Aquilas hocha la tête calmement, avant de foncer sur Marcus et de le poignarder à l'aide d'une dague.

Marcus sentit toute sa force le quitter, et toucha le bas de son ventre ensanglanté. Un autre arriva et planta son arme par derrière, plaçant l'avant de son bras autour de son cou. L'essentiel des sorcier fonça sur lui et le saigna de tout côté ; ventre, bras, côtes, dos, même le cou.

Le tocsins de la rage et de la révolte pouvait se faire entendre à travers Rome ; ils voulaient supprimer un futur tyran.

Tout n'était qu'un amas de sorcier, formant un homme fort et invincible, donnant toute sa force sur un autre affaibli.

Titus fit son apparition parmi la foule, et son coeur battait si fort d'excitation que ce fut une sensation qu'il ne songea pas à cacher.
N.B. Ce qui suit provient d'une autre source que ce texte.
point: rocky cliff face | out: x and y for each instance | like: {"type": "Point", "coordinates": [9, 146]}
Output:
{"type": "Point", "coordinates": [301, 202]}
Les hommes finirent par lâcher Marcus qui ne ressemblait plus qu'à un tas de viande avariée. Le sang sortait de sa bouche et tout son costume n'était que rouge. Le corps encore tremblant - montrant qu'il était toujours en vie mais plus pour très longtemps - , il réussit malgré sa vue floue et perturbée, à reconnaitre la forme de Titus qui s'avançait vers lui. Titus s'approcha à sa hauteur, le visage cruel.

Marcus eut les larmes aux yeux. Son plus cher ami faisait partie du complot. Son plus cher ami voulait sa mort. Les deux sorciers s'étaient connus il y a une dizaine d'années, lorsqu'ils n'étaient qu'Aurors. Ils arrêtaient ensemble les criminels et arrivaient à restaurer l'ordre dans les rues. À présent, les chemins s'étaient séparés en deux parties bien distinctes.

La gorge tremblante, reniflant de chagrin, il regarda une dernière fois le traitre qu'il croyait ami, avant que celui-ci ne porte le coup de grâce.

Marcus Decimare fut mort, tué par ce pouvoir qu'il voulait tant.